The Sunnyvale, Calif.-based search company reported a net income of $21 million -- down from $312 million during the same quarter last year -- at 2 cents per share (statement).
Non-GAAP earnings were 15 cents per share on a revenue of $1.04 billion, excluding traffic acquisition costs (ex-TAC).
Wall Street was looking for earnings of 18 cents per share on a revenue of $1.055 billion.
As a result of lackluster report, Yahoo shares fell by around 2 percent in after-hours trading.
Yahoo CEO Marissa Mayer reiterated the company's ongoing transformation efforts in prepared remarks:
"Yahoo is amidst a multi-year transformation to return an iconic company to greatness. For the next phase of the transformation, we will focus on accelerating our GAAP revenue growth while managing our margins and costs."
Mayer also said mobile GAAP revenue reached $234 million in Q1, a rise of 61 percent year-over-year. However, revenue from display ads are down 7 percent for the quarter -- a tough pill to swallow considering this is an area Mayer singled out for projected growth.
Yahoo has been under pressure from investors to find an engine for growth within the aging search portal. The breadcrumb trail clearly suggests that Yahoo trying to rebuild itself into the search giant it once was, and in some areas that goal is taking shape. Yahoo's revenue from search was up 20 percent year-over-year.
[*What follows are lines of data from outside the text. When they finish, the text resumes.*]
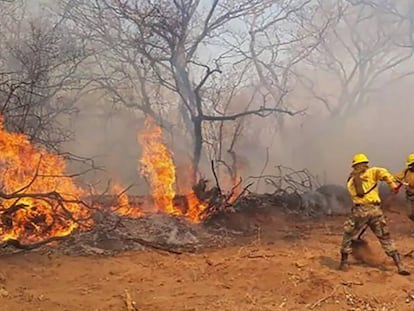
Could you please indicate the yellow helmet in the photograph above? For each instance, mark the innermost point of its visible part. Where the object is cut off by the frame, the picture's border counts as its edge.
(359, 158)
(410, 159)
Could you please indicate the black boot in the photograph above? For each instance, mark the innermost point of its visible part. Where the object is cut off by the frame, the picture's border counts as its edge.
(397, 261)
(344, 262)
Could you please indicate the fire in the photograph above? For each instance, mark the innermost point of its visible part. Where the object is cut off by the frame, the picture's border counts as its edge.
(30, 179)
(158, 167)
(37, 200)
(123, 206)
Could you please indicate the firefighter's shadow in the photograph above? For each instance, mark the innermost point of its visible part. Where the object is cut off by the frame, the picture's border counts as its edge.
(333, 264)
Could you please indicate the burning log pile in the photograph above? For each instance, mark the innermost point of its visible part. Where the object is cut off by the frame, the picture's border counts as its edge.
(41, 205)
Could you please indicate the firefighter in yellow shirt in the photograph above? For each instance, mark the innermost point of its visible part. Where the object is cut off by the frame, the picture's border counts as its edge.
(362, 186)
(406, 177)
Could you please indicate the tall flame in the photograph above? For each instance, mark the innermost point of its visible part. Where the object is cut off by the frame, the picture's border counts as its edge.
(158, 167)
(29, 177)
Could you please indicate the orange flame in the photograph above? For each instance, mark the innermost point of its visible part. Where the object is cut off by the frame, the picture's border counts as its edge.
(159, 168)
(32, 174)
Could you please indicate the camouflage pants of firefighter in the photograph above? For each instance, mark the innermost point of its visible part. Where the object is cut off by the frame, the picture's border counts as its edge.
(372, 216)
(410, 206)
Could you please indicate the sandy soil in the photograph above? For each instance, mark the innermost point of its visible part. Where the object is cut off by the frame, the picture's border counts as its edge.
(290, 265)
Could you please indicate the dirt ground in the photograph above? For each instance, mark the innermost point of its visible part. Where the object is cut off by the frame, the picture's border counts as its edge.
(289, 265)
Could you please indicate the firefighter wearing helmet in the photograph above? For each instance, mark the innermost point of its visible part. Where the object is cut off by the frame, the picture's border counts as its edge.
(362, 186)
(406, 178)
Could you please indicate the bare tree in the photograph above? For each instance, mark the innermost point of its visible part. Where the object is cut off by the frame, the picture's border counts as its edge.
(148, 44)
(38, 60)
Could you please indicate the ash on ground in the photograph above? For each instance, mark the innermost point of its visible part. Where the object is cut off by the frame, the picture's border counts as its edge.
(113, 234)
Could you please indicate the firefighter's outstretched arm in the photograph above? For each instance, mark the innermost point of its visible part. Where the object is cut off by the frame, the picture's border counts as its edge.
(383, 174)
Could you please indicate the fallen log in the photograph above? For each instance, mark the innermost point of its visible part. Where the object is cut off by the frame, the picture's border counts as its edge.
(17, 244)
(158, 246)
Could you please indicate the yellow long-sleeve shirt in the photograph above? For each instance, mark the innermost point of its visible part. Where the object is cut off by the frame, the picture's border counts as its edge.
(370, 179)
(407, 177)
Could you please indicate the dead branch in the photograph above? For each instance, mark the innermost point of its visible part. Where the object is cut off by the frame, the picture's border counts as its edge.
(19, 245)
(216, 178)
(156, 246)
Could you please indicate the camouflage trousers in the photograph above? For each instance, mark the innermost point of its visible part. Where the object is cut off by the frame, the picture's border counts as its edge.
(410, 206)
(372, 216)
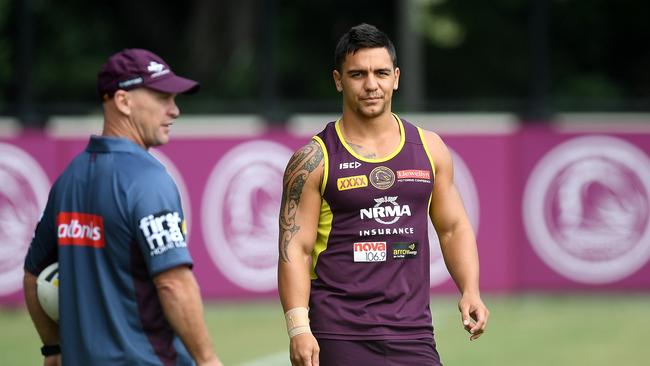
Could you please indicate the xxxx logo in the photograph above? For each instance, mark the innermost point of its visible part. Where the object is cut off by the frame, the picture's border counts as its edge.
(357, 181)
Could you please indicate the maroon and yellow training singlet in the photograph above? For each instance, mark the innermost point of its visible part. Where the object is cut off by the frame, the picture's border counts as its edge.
(370, 269)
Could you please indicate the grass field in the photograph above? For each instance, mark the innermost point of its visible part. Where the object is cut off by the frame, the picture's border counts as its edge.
(525, 330)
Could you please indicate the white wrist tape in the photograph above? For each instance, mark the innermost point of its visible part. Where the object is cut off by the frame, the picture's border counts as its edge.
(297, 321)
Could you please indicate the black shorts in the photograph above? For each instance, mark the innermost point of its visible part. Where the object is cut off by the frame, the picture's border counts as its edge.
(393, 352)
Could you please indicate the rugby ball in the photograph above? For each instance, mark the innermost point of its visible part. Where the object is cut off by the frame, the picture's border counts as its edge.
(47, 290)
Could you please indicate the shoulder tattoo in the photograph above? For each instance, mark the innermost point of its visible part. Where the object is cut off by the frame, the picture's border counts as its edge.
(301, 165)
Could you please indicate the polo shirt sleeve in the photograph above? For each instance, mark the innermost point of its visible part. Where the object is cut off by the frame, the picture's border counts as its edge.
(160, 223)
(43, 249)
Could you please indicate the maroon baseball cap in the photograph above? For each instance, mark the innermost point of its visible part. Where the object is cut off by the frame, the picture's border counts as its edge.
(134, 68)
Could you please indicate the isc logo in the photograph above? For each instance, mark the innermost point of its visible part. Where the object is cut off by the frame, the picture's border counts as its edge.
(75, 228)
(350, 165)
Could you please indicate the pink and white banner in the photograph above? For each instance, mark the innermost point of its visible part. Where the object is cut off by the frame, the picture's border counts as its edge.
(552, 210)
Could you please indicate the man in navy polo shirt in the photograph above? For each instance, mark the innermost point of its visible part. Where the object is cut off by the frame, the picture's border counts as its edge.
(114, 223)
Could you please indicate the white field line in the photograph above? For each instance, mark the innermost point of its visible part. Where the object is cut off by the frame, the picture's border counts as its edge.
(274, 359)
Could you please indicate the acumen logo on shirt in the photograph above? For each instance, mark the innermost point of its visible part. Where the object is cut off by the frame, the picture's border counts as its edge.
(76, 228)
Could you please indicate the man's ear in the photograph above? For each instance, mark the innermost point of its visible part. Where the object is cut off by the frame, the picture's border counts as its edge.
(123, 102)
(337, 80)
(396, 85)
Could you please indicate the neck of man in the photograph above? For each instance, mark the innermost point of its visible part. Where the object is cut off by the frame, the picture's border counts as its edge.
(371, 137)
(118, 125)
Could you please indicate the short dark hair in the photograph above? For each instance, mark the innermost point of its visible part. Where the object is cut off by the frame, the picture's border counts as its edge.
(362, 36)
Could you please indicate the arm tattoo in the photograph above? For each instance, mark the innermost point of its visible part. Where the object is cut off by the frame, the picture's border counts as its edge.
(303, 162)
(360, 150)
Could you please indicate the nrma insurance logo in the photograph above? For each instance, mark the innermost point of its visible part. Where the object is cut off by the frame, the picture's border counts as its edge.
(586, 209)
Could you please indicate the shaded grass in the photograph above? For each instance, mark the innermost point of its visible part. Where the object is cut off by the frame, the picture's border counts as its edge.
(527, 330)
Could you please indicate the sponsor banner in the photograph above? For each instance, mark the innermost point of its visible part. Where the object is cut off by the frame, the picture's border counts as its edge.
(551, 210)
(27, 165)
(585, 210)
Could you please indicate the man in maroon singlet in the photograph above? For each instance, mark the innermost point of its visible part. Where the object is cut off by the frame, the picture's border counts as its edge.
(353, 272)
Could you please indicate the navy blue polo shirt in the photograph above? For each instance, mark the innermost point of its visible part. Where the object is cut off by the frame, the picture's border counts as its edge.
(113, 221)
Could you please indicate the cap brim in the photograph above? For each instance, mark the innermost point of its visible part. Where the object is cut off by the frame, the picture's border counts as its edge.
(174, 85)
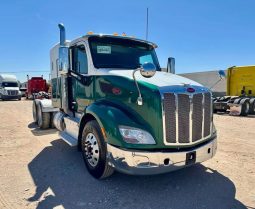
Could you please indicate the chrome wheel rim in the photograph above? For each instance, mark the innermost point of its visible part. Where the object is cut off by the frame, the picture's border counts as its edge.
(91, 149)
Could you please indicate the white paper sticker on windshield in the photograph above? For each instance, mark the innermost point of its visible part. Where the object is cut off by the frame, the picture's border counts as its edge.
(104, 49)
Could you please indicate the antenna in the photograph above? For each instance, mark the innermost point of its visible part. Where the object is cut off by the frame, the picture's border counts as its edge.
(147, 23)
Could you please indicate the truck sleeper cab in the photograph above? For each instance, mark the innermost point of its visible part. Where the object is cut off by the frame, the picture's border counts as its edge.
(110, 97)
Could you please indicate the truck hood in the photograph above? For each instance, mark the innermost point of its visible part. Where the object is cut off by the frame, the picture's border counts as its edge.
(160, 79)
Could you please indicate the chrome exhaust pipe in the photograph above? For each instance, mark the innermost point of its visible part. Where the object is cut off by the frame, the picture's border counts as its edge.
(62, 34)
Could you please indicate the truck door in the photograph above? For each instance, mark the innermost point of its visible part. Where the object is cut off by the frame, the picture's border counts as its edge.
(81, 83)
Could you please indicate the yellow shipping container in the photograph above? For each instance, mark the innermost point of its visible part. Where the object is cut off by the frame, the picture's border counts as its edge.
(241, 81)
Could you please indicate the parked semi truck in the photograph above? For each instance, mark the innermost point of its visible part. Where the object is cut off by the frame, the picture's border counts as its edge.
(9, 87)
(111, 100)
(240, 99)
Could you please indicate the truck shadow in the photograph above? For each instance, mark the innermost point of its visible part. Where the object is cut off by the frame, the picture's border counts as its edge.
(60, 168)
(36, 131)
(228, 115)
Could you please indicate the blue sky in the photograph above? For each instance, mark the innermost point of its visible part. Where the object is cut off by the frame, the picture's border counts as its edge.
(201, 34)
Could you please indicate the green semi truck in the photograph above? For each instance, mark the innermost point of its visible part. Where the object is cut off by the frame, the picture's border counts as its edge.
(111, 99)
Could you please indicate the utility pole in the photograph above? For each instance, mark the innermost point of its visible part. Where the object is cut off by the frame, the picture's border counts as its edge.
(147, 23)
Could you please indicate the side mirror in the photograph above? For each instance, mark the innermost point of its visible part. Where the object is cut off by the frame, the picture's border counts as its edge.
(222, 74)
(148, 70)
(171, 65)
(63, 59)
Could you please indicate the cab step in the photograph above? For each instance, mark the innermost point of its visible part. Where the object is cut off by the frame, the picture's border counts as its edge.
(68, 139)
The company recently revised a six-year old agreement with Microsoft, enabling Yahoo to monetize a much larger portion of its search traffic on platforms other than Bing. Months prior, Yahoo inked a deal with Mozilla to replace Google as Firefox's default browser.
What is still unclear is exactly how and in what form Yahoo will emerge down the road, after all the Alibaba pieces officially fall away.
Yahoo will provide second quarter guidance during the live webcast of its quarterly conference call with shareholders at 2PM PT/5PM ET.